Kirchenkreis Rotenburg begrüßt Kantor Simon Schumacher

Die Macht der Musik

Kantor Simon Schumacher (Mitte) gestaltete seinen Einführungsgottesdienst zusammen mit den Pastoren Alexa und Matthias Wilke.
 ©Rotenburger Rundschau

Rotenburg (r/db). Mit einem festlichen Gottesdienst ist Simon Schumacher als Kreiskantor des Kirchenkreises Rotenburg und als Kantor der Stadtkirchengemeinde Rotenburg in sein Amt eingeführt worden. Dass dabei die Musik einen breiten Raum einnehmen würde, war selbstverständlich. So hatte Schumacher mit der Stadtkantorei die Kantate „Alles, was ihr tut“ von Dieterich Buxtehude vorbereitet und sie zusammen mit dem Bremer Barock Consort im Gottesdienst vorgetragen.

Die Bibelstelle, die dieser Komposition zugrunde liegt, hat sich der Kantor zum Motto seines Dienstantritts in Rotenburg gewählt: Alles, was ihr tut, mit Worten oder mit Werken, das tut alles im Namen des Herrn Jesus und dankt Gott, dem Vater, durch ihn (Kolosser 3,17).

In seiner Predigt ging Matthias Wilke, stellvertretender Superintendent im Kirchenkreis Rotenburg, auf die Macht der Musik ein und die Rolle, die sie dabei spielen kann, Herz und Gewissen der Menschen zu erreichen. Eindrucksvoll schilderte er eine Szene aus dem Ersten Weltkrieg, in dem an einem Streckenabschnitt an der Westfront an Heiligabend die verfeindeten Soldaten aus ihren Schützengräben geklettert waren und gemeinsam Weihnachtslieder gesungen haben – mit Melodie und Text in verschiedenen Sprachen.

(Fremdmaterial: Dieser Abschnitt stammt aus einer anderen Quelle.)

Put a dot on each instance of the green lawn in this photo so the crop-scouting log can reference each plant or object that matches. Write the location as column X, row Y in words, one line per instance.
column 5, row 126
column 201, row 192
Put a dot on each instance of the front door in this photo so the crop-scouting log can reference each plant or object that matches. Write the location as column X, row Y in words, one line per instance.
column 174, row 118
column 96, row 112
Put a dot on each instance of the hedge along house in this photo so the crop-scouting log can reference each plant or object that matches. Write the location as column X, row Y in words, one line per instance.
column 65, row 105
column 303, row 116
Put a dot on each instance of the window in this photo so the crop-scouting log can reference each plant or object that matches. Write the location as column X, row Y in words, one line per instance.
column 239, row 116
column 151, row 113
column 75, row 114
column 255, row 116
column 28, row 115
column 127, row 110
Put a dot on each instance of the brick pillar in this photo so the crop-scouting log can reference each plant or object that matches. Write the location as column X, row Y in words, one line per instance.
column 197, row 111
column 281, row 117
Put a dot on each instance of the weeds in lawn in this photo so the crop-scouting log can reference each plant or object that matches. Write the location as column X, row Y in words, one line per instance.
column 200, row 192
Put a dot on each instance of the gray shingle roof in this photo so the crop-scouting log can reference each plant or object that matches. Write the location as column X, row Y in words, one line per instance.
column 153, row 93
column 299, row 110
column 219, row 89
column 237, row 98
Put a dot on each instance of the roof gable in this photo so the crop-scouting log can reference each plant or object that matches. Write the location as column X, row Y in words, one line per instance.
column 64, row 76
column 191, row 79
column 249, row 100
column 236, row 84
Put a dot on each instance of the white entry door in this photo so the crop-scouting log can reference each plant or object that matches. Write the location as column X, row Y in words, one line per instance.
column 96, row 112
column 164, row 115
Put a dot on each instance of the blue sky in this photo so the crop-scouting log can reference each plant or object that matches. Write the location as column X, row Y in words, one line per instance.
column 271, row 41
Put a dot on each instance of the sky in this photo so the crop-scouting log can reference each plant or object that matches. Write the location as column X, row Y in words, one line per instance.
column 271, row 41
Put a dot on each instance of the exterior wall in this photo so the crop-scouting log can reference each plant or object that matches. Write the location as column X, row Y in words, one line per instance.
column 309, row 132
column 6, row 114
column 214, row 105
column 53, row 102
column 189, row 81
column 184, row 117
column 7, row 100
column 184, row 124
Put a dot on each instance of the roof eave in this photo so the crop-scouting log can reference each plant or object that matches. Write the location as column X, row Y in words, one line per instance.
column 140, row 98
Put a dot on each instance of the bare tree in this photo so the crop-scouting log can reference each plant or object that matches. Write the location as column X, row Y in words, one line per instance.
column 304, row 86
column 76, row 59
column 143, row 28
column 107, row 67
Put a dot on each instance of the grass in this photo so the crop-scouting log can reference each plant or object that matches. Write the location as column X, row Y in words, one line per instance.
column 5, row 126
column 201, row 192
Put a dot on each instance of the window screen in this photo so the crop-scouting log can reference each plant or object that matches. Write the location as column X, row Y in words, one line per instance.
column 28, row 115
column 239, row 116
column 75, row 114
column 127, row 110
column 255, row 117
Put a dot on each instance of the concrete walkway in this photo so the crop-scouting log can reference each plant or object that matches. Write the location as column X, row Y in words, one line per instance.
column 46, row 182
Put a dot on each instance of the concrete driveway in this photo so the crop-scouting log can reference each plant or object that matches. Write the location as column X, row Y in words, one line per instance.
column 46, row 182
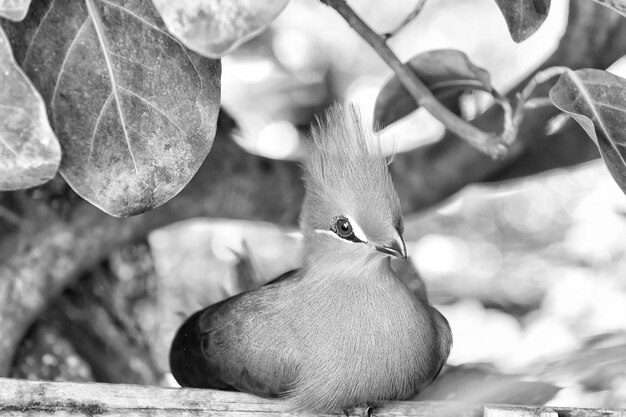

Musik hat Schumacher schon in jungen Jahren begeistert. Er engagierte sich in den Jugendbands der Schule und der Kirchengemeinde. Den „Push“ zur Kirchenmusik erhielt er während seiner C-Ausbildung für den nebenamtlichen Dienst. Nach Abitur und Zivildienst begann er mit dem Kirchenmusikstudium in Lübeck und Prag, das er mit dem „Diplom Kirchenmusik A“ abschloss. Neben seiner ersten Festanstellung absolvierte er ein berufsbegleitendes Studium in Orgelimprovisation.

Stilistisch ist Schumachers Bandbreite groß: Dieterich Buxtehude, Johann Sebastian Bach und César Franck gehören zwar zu seinen Lieblingskomponisten, festgelegt ist er darauf aber nicht. Und so wählte Schumacher als Orgelmusik zum Ausgang seines Einführungsgottesdienstes die Toccata über „Ein feste Burg ist unser Gott“ des 1986 verstorbenen Komponisten Zoltan Gardony.

Dass Musik nicht ausschließlich ernst sein muss, zeigte eine Überraschungseinlage, die sich die Stadtkantorei für ihren Chorleiter einfallen ließ. Einige Sänger präsentierten als „Schweigemönche“ das „Hallelujah“ aus Händels Oratorium „Messias“ mit jeweils auf Tafeln hochgehaltenen Silben.

Während des Empfangs freute sich unter anderem Rotenburgs Bürgermeister Andreas Weber in seinem Grußwort über die von Schumacher angestrebte Vernetzung mit weiteren Musizierenden etwa in Schulen in der Region. Tillman Benfer, Kirchenmusikdirektor am Dom zu Verden, wies auf die lange Reihe von Vorgängern hin, die die „musica sacra“ in der Stadtkirche zu Rotenburg ausgewählt und geprägt haben, und in die sich Schumacher jetzt einreihe. Alle dürfen gespannt sein, welche Akzente „der Neue“ jetzt setzt.